Das "Who is who" unter den Bakterien

Hunderte unterschiedlichster Arten von Mikroorganismen bilden in den Biogasanlagen eine komplexe und dynamische mikrobielle Gemeinschaft, erklärt die Wissenschaftlerin Sarah Hahnke Clostridien. Die beteiligten Arten sind häufig nicht oder nur sehr schwer kultivierbar. „Die Isolierung neuer Arten stellt daher oft eine sehr zeitaufwendige Herausforderung dar“, so Hanke. Das Verfahren des genetischen Fingerabdrucks der gesamten mikrobiellen Gemeinschaft steht den Forschern erst seit wenigen Jahren zur Verfügung. Damit können sie die Zusammensetzung wie auch Veränderungen in den Mikroben zeitnah verfolgen.

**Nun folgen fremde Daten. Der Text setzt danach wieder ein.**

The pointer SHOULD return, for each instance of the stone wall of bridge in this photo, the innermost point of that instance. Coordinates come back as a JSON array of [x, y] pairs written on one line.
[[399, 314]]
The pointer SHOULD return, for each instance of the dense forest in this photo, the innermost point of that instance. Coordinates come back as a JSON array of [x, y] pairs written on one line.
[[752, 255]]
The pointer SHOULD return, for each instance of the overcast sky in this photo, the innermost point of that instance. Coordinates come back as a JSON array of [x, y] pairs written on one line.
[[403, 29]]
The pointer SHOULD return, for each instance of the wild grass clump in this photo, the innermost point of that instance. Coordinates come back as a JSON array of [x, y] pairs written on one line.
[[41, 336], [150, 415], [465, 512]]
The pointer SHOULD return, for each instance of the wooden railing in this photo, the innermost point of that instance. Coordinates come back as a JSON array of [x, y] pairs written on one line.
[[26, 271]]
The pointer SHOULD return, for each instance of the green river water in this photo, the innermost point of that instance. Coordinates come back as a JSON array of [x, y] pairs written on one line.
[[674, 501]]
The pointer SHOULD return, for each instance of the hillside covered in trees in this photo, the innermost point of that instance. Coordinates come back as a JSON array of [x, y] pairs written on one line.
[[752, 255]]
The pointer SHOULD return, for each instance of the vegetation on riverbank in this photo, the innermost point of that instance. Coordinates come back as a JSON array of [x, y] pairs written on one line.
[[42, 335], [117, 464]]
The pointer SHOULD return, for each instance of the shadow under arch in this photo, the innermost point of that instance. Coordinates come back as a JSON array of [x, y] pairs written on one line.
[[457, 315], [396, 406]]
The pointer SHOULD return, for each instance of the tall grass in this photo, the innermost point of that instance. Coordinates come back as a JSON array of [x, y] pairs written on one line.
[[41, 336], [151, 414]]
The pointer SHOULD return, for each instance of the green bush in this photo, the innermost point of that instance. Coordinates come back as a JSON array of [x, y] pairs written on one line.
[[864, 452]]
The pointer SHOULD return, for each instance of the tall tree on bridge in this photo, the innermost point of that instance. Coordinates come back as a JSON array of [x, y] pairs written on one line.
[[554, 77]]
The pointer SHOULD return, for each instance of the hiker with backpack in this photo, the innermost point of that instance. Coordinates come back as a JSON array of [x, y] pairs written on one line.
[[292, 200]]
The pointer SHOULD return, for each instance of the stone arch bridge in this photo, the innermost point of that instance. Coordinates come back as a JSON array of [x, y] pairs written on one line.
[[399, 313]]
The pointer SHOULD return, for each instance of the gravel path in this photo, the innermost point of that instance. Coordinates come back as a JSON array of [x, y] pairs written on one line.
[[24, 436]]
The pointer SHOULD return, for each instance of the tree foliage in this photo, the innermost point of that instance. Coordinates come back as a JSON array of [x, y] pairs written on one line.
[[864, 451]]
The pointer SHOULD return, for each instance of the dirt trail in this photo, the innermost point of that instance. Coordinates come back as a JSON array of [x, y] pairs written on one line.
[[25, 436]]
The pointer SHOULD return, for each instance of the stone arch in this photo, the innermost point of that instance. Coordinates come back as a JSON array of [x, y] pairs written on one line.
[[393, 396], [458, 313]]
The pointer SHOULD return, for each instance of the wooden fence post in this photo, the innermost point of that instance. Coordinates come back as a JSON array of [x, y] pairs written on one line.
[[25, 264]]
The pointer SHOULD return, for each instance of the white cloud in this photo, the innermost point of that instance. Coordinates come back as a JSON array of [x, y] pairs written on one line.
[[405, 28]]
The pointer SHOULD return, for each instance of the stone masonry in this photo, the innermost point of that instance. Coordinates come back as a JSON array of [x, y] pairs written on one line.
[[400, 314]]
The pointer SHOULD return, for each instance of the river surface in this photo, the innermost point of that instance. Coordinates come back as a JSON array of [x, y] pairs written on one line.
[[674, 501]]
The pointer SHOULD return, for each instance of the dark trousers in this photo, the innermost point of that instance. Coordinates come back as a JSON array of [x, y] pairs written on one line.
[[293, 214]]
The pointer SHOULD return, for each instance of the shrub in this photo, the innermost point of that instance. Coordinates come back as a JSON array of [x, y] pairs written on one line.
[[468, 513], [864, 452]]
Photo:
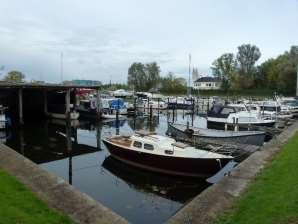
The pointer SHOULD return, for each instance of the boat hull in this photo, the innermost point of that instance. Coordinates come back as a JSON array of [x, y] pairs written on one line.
[[178, 166], [73, 116], [250, 139], [221, 125]]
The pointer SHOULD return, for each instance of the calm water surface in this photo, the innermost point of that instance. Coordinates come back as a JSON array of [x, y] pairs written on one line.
[[83, 161]]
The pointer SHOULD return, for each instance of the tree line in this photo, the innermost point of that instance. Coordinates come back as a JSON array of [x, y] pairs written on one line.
[[240, 71], [146, 77]]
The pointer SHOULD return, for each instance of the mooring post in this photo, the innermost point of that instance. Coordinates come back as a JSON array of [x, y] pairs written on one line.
[[297, 82], [69, 149], [98, 101], [20, 94], [67, 104], [45, 102], [135, 106], [98, 136], [150, 113]]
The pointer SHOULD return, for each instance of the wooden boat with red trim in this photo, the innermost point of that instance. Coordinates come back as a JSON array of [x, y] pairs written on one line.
[[165, 155]]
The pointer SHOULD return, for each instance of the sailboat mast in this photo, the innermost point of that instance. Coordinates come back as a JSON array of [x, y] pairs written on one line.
[[61, 67]]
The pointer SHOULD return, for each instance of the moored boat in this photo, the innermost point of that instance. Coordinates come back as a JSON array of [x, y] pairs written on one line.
[[165, 155], [73, 115], [227, 117], [198, 135]]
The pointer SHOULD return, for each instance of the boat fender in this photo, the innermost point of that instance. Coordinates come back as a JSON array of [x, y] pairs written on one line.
[[189, 132]]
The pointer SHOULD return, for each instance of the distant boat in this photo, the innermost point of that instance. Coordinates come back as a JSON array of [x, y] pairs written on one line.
[[163, 154], [181, 103], [216, 136], [220, 116], [73, 115]]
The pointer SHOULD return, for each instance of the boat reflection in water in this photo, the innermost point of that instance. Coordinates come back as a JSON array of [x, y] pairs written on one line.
[[176, 189]]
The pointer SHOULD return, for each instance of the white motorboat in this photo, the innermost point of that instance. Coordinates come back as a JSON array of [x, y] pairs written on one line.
[[73, 115], [163, 154], [222, 117]]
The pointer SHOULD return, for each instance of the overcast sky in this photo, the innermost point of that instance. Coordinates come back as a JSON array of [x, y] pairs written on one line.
[[100, 39]]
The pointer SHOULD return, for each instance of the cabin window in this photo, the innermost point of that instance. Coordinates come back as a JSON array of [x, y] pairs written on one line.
[[137, 144], [148, 146], [227, 111]]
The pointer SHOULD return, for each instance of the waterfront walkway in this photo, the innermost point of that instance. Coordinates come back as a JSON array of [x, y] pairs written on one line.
[[20, 205], [273, 196]]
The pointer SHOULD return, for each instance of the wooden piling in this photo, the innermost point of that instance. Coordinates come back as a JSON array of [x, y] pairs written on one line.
[[67, 104], [20, 95], [45, 102]]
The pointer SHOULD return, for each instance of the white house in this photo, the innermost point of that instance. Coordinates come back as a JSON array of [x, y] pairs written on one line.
[[207, 83]]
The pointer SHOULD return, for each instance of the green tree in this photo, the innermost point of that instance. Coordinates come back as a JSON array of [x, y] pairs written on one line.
[[14, 76], [247, 56], [224, 68], [143, 77], [173, 85], [280, 73], [137, 77]]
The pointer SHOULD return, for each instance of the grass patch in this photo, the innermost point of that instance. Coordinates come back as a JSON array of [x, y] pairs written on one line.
[[273, 196], [20, 206]]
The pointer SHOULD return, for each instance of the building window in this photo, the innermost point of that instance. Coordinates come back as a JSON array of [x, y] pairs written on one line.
[[148, 146], [137, 144]]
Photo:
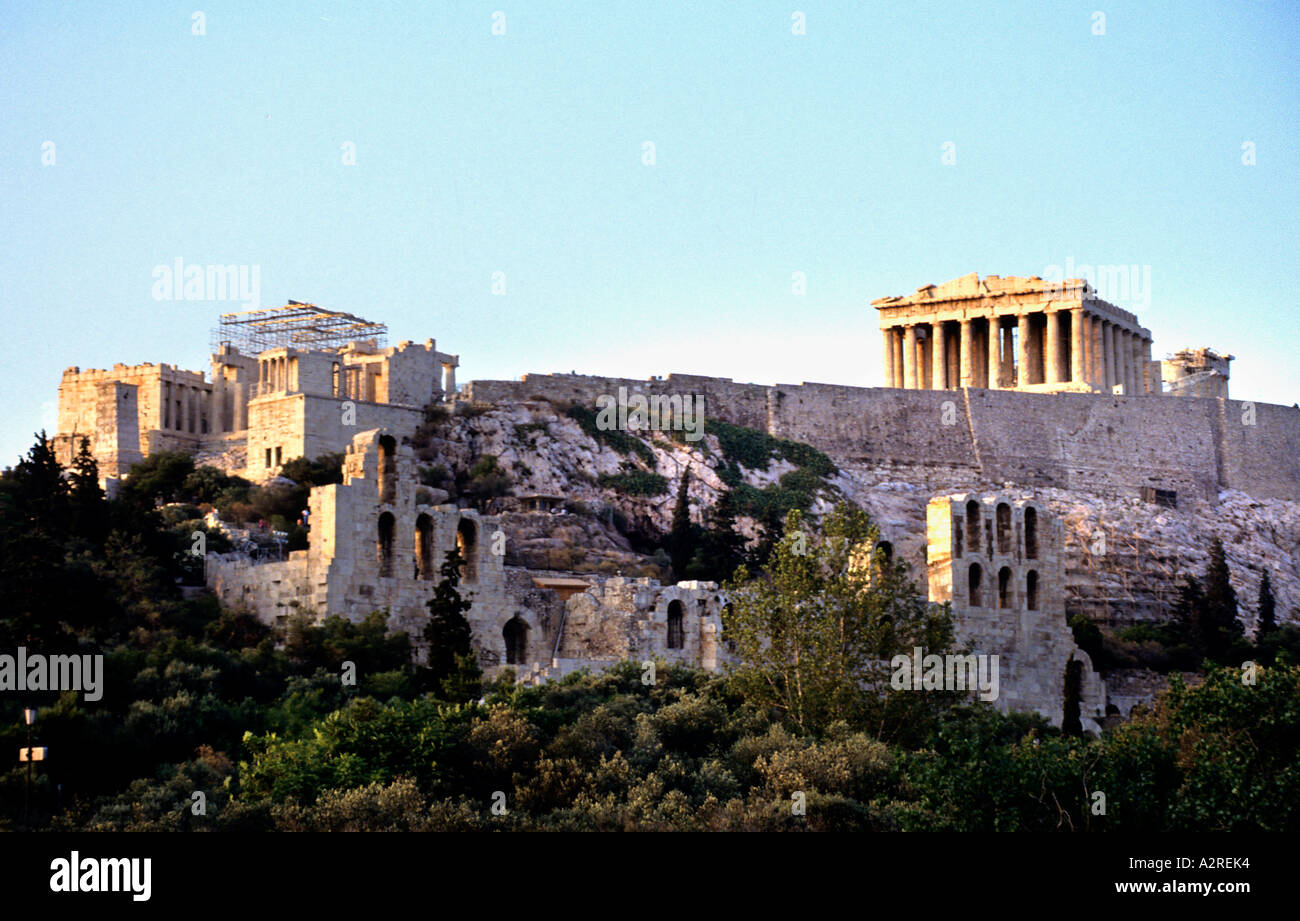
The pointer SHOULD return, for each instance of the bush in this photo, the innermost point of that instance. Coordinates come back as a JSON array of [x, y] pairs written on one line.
[[636, 483]]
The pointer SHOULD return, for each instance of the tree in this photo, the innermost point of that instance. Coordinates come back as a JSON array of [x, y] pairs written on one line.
[[1266, 608], [160, 476], [817, 630], [1217, 626], [683, 536], [89, 514], [453, 665], [720, 549], [1070, 722]]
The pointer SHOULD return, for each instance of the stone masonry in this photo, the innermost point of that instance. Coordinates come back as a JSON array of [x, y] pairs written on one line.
[[997, 561]]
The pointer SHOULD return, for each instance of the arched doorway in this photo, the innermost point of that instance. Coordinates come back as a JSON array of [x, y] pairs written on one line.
[[676, 628], [388, 526], [425, 562], [515, 632], [388, 468]]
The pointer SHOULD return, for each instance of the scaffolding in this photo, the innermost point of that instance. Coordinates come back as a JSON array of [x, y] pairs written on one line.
[[295, 325]]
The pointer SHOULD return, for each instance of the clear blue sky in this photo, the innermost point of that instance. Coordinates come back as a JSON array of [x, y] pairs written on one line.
[[523, 154]]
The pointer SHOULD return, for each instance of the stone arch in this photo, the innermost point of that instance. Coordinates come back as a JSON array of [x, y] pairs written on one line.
[[424, 550], [973, 519], [384, 549], [388, 470], [676, 626], [1004, 527], [974, 584], [515, 634], [467, 541]]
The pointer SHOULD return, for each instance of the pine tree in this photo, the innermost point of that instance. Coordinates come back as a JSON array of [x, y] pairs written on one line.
[[681, 536], [722, 548], [1266, 608], [454, 670], [1221, 628]]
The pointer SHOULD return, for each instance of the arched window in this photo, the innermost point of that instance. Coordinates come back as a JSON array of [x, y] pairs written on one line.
[[467, 541], [388, 470], [424, 547], [385, 545], [676, 631], [516, 640]]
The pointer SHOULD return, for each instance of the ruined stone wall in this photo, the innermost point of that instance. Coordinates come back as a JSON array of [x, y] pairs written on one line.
[[1023, 626], [1092, 442]]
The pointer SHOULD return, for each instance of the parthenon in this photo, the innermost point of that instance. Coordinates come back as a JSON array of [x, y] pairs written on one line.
[[1014, 334]]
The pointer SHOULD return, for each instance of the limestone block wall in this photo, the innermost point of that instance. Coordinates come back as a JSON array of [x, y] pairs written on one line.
[[1103, 444], [975, 541]]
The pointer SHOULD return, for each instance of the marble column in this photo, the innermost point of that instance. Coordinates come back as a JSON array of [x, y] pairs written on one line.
[[967, 366], [909, 357], [1022, 368], [1052, 349], [939, 357], [887, 357]]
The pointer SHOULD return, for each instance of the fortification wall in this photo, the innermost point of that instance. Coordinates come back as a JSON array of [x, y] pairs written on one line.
[[1090, 442]]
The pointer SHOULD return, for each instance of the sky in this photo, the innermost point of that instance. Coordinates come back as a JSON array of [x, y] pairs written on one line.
[[636, 189]]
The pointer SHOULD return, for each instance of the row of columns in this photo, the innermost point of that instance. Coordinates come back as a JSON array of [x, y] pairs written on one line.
[[1101, 353], [272, 375], [185, 407]]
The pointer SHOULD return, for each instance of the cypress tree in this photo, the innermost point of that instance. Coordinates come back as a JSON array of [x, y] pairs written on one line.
[[1268, 606]]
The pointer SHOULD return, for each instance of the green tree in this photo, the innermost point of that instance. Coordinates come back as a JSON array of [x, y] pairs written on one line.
[[817, 630], [89, 514], [683, 535], [159, 478], [722, 548], [1266, 608], [454, 670]]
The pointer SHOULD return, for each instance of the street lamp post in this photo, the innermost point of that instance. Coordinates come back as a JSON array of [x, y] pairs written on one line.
[[29, 714]]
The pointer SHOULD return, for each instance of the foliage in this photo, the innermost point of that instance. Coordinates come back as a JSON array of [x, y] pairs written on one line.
[[815, 631], [635, 483], [618, 440]]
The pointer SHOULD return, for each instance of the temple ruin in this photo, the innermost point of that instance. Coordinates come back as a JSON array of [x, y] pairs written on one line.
[[1014, 334]]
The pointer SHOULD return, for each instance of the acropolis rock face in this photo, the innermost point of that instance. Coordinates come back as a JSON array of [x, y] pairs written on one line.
[[1000, 390]]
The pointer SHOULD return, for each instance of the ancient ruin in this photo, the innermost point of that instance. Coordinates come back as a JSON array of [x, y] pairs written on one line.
[[1014, 333], [1014, 413]]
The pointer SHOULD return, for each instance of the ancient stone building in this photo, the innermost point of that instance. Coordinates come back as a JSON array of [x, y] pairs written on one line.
[[376, 547], [997, 561], [1014, 333], [1196, 372], [289, 381]]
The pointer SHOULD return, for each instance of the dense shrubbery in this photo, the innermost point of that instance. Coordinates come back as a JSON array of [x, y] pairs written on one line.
[[635, 483], [620, 441], [211, 700]]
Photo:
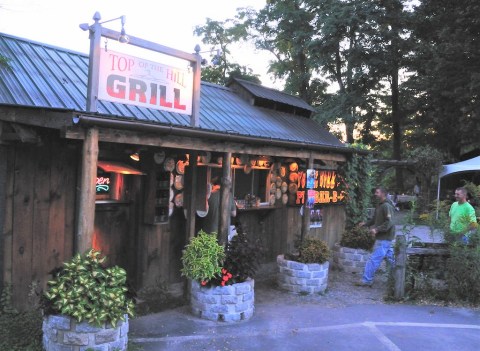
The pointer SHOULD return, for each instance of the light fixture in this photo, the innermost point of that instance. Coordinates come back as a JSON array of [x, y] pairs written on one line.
[[216, 60], [135, 156], [123, 38]]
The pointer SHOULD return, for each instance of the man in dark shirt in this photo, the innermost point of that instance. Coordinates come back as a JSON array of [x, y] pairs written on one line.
[[382, 227]]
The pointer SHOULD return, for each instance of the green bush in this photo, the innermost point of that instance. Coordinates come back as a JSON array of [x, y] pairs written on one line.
[[463, 273], [242, 257], [86, 291], [313, 250], [202, 258], [358, 238]]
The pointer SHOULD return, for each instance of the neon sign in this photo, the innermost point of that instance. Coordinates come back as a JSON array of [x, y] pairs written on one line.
[[326, 188], [102, 185]]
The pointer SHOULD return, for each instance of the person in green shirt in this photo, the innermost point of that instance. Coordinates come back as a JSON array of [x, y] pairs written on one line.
[[462, 219]]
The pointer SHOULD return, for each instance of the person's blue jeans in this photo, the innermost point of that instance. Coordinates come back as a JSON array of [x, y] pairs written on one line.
[[382, 249]]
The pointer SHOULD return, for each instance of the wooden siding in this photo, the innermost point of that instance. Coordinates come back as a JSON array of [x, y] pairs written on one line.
[[39, 213]]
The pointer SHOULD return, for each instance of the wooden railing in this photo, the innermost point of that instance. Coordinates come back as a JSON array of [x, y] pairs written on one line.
[[401, 262]]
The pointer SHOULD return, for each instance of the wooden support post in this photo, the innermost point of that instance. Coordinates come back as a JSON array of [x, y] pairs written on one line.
[[306, 211], [400, 267], [225, 211], [191, 206], [86, 207]]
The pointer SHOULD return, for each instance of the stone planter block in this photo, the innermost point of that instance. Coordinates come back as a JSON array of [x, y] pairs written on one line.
[[82, 336], [230, 303], [302, 278], [350, 260]]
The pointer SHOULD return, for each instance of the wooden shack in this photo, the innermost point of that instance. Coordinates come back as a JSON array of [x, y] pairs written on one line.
[[152, 170]]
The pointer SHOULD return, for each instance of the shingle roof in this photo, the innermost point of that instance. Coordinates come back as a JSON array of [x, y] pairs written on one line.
[[45, 76]]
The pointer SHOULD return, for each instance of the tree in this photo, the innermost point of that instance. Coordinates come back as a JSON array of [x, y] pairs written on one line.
[[446, 85], [220, 36]]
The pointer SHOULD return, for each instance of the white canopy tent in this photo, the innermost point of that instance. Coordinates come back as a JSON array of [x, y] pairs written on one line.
[[470, 165]]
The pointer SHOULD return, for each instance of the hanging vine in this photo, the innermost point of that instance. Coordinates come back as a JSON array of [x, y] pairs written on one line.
[[359, 174]]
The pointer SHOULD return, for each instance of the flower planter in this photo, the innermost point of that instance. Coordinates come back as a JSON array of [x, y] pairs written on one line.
[[302, 278], [350, 260], [64, 333], [231, 303]]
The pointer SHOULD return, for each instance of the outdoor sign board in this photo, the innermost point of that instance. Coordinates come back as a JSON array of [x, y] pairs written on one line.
[[323, 187], [135, 81]]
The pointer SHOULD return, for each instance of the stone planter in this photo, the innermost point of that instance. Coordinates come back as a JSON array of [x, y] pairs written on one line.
[[231, 303], [64, 333], [350, 260], [302, 278]]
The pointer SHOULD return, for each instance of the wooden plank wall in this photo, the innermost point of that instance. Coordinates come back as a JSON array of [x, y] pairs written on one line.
[[39, 213], [278, 229]]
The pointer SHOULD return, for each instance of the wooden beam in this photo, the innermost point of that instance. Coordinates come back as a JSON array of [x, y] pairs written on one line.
[[400, 267], [306, 210], [192, 200], [225, 198], [86, 208], [172, 141], [37, 117]]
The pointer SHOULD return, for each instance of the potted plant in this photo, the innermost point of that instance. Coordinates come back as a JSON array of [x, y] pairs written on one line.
[[222, 284], [305, 272], [352, 252], [87, 305]]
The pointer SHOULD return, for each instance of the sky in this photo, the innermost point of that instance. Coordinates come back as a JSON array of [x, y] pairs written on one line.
[[170, 23]]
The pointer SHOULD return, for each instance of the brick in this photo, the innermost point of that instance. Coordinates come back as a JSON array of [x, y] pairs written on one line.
[[86, 327], [249, 296], [302, 274], [105, 336], [232, 317], [72, 338], [104, 347], [120, 344], [59, 322], [297, 265], [243, 288], [229, 299], [319, 274], [218, 309]]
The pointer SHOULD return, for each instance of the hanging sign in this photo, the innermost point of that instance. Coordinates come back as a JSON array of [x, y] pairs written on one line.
[[135, 81], [326, 188]]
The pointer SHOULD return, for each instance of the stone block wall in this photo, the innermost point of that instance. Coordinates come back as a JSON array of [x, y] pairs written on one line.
[[350, 260], [62, 333], [302, 278], [231, 303]]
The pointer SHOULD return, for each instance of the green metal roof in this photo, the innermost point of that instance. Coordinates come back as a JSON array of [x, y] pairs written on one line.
[[44, 76]]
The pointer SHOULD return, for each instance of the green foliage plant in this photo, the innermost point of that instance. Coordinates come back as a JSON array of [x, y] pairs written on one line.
[[203, 257], [463, 273], [242, 257], [359, 174], [312, 250], [357, 238], [87, 291]]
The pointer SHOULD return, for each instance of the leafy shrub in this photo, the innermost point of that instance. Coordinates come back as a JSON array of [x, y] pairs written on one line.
[[313, 250], [463, 273], [87, 291], [202, 258], [242, 257], [358, 238]]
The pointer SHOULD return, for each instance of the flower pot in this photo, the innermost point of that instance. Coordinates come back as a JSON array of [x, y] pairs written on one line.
[[231, 303], [350, 260], [64, 333], [302, 278]]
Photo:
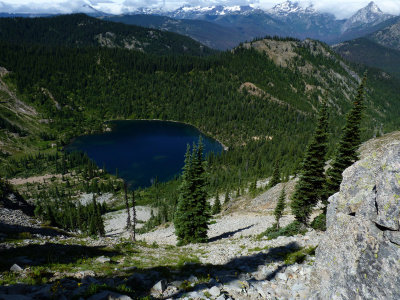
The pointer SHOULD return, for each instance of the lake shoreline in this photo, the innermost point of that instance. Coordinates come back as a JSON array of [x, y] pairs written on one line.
[[142, 149], [108, 129]]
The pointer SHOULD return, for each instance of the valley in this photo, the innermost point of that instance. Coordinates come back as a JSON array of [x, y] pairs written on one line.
[[293, 193]]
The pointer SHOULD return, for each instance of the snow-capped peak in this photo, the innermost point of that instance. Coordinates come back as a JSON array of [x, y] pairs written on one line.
[[289, 7], [190, 12], [371, 15], [372, 7]]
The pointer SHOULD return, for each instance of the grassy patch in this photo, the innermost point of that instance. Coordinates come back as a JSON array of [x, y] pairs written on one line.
[[298, 256], [289, 230]]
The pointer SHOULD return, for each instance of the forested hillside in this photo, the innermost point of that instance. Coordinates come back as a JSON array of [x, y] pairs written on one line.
[[207, 33], [80, 30], [260, 99]]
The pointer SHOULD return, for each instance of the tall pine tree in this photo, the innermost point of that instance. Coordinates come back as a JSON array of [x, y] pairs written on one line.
[[309, 188], [346, 153], [276, 175], [193, 212]]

„Eine Biogasanlage war für uns lange Zeit eine Blackbox“, sagt Michael Klocke. Mit der Aufklärung der Biogas-Mikrobiologie hatten die Forscher vor zehn Jahren begonnen. „Wir wollten Licht ins Dunkel des Reaktors bringen“, erinnert er sich. Damit sei man seitdem ein großes Stück weiter gekommen. Dass unter den weltweit rund eine Milliarde Bakterienarten nicht nur alte Bekannte sein würden, hatten die Forscher bereits vermutet. Neue Bakterienarten sind für sie nicht nur interessant, um ein „Who is who“ der Biogasmikroben zu erstellen. Insbesondere der Frage, wie die mikrobielle Gemeinschaft gesteuert werden kann, um Bioenergie in der Zukunft noch effizienter zu erzeugen, wollen sie nun nachgehen.

Und wo viel Licht ist, gibt es auch Schatten: „Wir haben Arten gefunden, die verstärkt im Vorfeld kritischer Prozesszustände auftreten.“ Mit diesem Wissen wollen sie nun Biomarker als Anzeiger entwickeln, die eventuell sogar als Frühwarn-Indikatoren für ungünstige Prozessentwicklungen wie Fehlvergärungen und Schwimmdeckenbildung in der Biogasanlage dienen könnten.